Key Takeaways
- Broadcom’s fiscal Q1 results arrive Wednesday, March 4, after the closing bell
- Wall Street projects $2.03 earnings per share on $19.26 billion revenue, versus $1.60 and $14.92 billion year-over-year
- HSBC has dramatically increased AI networking projections — now expecting $17B in FY26 and $30B in FY27
- Despite optimistic forecasts, HSBC reduced its price target from $535 to $450 amid AI sector valuation adjustments
- Market anxiety persists following Nvidia’s 5.5% decline despite exceeding analyst expectations
Broadcom prepares to unveil its fiscal first-quarter results this Wednesday amid elevated analyst forecasts, though market participants remain cautiously positioned.
The semiconductor and software giant is projected to deliver adjusted earnings of $2.03 per share alongside $19.26 billion in revenue. These figures represent substantial increases from the year-ago period’s $1.60 per share and $14.92 billion — demonstrating impressive annual growth momentum.
The semiconductor solutions division is anticipated to be the primary growth engine, with analysts forecasting $12.4 billion in revenue — representing a remarkable 51% year-over-year surge. Meanwhile, the infrastructure software segment is expected to contribute $6.99 billion, marking approximately 4.3% growth.
Broadcom’s artificial intelligence networking operations have emerged as a critical expansion catalyst. The company has previously announced a $20 billion backlog in AI networking, though HSBC’s Frank Lee suggests this number may actually understate future performance.
Lee has updated his AI networking revenue projections for FY26 and FY27 to $17 billion and $30 billion respectively — figures that exceed current Street consensus by 43% and 64%. This substantial divergence highlights the disconnect between Lee’s outlook and prevailing analyst estimates.
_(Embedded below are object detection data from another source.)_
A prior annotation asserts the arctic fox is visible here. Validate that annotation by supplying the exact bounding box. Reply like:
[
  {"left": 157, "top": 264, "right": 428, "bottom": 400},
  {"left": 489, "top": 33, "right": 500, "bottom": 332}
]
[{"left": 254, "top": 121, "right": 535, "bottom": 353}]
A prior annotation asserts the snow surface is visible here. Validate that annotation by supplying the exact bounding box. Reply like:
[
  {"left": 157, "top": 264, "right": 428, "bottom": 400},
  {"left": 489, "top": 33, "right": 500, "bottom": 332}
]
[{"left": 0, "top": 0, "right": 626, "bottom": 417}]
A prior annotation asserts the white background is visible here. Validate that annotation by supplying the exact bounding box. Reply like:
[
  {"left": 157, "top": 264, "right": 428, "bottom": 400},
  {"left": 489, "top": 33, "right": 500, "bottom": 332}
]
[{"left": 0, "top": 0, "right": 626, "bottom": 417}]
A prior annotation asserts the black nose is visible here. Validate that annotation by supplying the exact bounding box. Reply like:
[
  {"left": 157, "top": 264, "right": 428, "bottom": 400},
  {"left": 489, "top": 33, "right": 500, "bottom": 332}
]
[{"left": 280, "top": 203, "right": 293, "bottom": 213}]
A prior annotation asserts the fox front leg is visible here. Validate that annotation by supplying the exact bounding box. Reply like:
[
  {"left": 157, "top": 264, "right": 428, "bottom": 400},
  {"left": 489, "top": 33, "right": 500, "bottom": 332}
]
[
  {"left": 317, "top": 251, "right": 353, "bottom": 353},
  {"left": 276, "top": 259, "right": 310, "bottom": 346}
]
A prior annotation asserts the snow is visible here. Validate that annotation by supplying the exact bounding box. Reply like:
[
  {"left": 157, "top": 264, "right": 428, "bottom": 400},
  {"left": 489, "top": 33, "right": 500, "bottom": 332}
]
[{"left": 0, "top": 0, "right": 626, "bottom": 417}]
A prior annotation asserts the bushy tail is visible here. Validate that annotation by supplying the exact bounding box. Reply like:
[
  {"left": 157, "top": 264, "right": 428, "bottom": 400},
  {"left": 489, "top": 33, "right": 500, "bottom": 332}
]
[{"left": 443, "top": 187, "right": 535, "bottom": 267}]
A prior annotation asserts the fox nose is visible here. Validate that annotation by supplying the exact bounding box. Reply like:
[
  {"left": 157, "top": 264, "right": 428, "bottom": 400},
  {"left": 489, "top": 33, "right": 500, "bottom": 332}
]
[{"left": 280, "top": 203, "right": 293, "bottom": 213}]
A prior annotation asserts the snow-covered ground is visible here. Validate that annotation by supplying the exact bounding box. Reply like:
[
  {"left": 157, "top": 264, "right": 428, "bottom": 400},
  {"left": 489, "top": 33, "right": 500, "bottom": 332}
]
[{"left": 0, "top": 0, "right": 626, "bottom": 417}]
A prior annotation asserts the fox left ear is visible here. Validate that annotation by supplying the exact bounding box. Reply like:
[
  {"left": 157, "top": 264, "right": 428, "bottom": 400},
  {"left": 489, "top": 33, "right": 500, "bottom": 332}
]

However, HSBC simultaneously reduced its price objective from $535 to $450. The adjustment reflects a comprehensive “valuation reset” affecting AI-sector equities. While Lee maintains his Buy recommendation, the lowered target acknowledges shifting market dynamics for the space.
Major Tech Firms Continue AI Investment Push
Analysts maintain their positive stance partly because leading technology companies show no signs of curtailing spending. Ben Reitzes from Melius Research highlighted that both Meta and Alphabet have increased their 2026 capital expenditure guidance by approximately 30%. These infrastructure investments directly benefit suppliers like Broadcom.
“The rationale for spending remains strong,” Reitzes noted, emphasizing that OpenAI and Anthropic have similarly elevated their revenue projections amid accelerating enterprise adoption.
He maintains a Buy rating with a $530 target, characterizing the upcoming report as “another outstanding quarter” driven by expanding order backlog.
Nvidia’s Response Raises Red Flags
Some market observers harbor reservations ahead of Wednesday’s announcement. Nvidia delivered fourth-quarter numbers on February 25 that surpassed expectations and included upbeat forward guidance. Despite this, shares declined 5.5% the following session.
Broadcom experienced sympathetic weakness, dropping 3.2% on February 26. This dynamic — where positive results still trigger selling pressure — has heightened trader vigilance.
Paul Meeks from Freedom Capital Markets voiced his apprehension directly: “I’m a bit anxious about the reaction to AVGO’s quarterly report and guidance on March 4, particularly given the reactions last week to the announcements from other AI bellwethers.”
Valuation metrics compound these concerns. Broadcom currently commands a 26.9x forward earnings multiple, exceeding both Nvidia’s 21.3x and AMD’s 25.7x ratios.
UBS’s Timothy Arcuri observed that recent software sector weakness has contributed to Broadcom’s relative underperformance year-to-date. While shares have climbed 64% over the trailing twelve months, they’ve declined 9% in 2026.
HSBC’s Lee identified AI networking expansion developments as the next significant catalyst beyond quarterly results, given Broadcom’s accelerating market position in this segment.